Why to Use Skills Management


Resource management is a huge challenge for many companies. Which staff member to use for what project? And when? This is not only about the availability but also about the skills of the staff members. Yet, how do you ensure that the demand for certain skills is covered? Skills management will pave the way.

Short definition: Skills management deals with the knowledge and abilities of employees or teams. It helps to refine resource planning and respond to the demand from the projects in a targeted manner. The 3 types are: strategic, tactical and operational skills management with areas like human resources development, creating profiles and gap analysis or review of learning goals.

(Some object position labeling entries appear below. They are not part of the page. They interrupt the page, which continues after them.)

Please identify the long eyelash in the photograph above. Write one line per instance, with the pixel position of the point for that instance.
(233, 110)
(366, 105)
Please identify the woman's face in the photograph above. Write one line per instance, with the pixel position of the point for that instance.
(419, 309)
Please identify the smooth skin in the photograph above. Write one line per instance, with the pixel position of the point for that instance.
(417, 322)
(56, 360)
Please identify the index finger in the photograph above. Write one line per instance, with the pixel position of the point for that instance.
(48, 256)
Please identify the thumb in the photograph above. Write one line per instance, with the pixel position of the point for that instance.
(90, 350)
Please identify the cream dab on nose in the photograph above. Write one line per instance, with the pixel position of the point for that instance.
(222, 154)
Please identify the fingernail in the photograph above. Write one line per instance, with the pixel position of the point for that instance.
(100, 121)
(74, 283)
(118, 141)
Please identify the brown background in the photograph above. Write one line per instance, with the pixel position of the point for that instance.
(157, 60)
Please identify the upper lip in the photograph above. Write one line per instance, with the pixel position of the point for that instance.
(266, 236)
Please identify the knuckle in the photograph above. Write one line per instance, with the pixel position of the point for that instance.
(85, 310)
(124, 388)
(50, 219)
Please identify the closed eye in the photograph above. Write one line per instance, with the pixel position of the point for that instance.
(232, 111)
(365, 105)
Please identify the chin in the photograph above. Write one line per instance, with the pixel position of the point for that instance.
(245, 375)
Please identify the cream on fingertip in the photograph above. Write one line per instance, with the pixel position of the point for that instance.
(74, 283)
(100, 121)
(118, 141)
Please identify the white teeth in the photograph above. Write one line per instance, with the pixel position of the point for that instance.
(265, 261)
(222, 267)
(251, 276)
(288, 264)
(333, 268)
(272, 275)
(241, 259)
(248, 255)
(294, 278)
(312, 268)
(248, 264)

This article will show you:

  • in which areas to use skills management
  • what benefits and challenges are in store for you
  • how to introduce skills management at your company

More precisely, you will learn about the following topics:

Note: By tactical resource planning, we mean the coordination between project and line managers. It depends on the company’s form or organization (matrix or line). The goal is to meet the requirements for resources with the necessary skills for projects in a timely manner using staff from the line. This tends to be the team leaders’ task.

What is Skills Management?

Skills management is a powerful tool for using resources efficiently in projects. It has a strategic, a tactical and an operational aspect.

Strategic: From a strategic perspective, skills management is a combination of knowledge and human resources (HR) management. The aim is to determine the different skills required and the corresponding capacity requirements. This must be based on the strategic focus. It is possible to set priorities in good time to advance the desired long-term development of the workforce.

Tactical: Tactical skills management is a whole different story. Team leaders have to provide the right number of suitable staff for the required dates. In consultation with the HR department, they must look after their staff’s training and induction.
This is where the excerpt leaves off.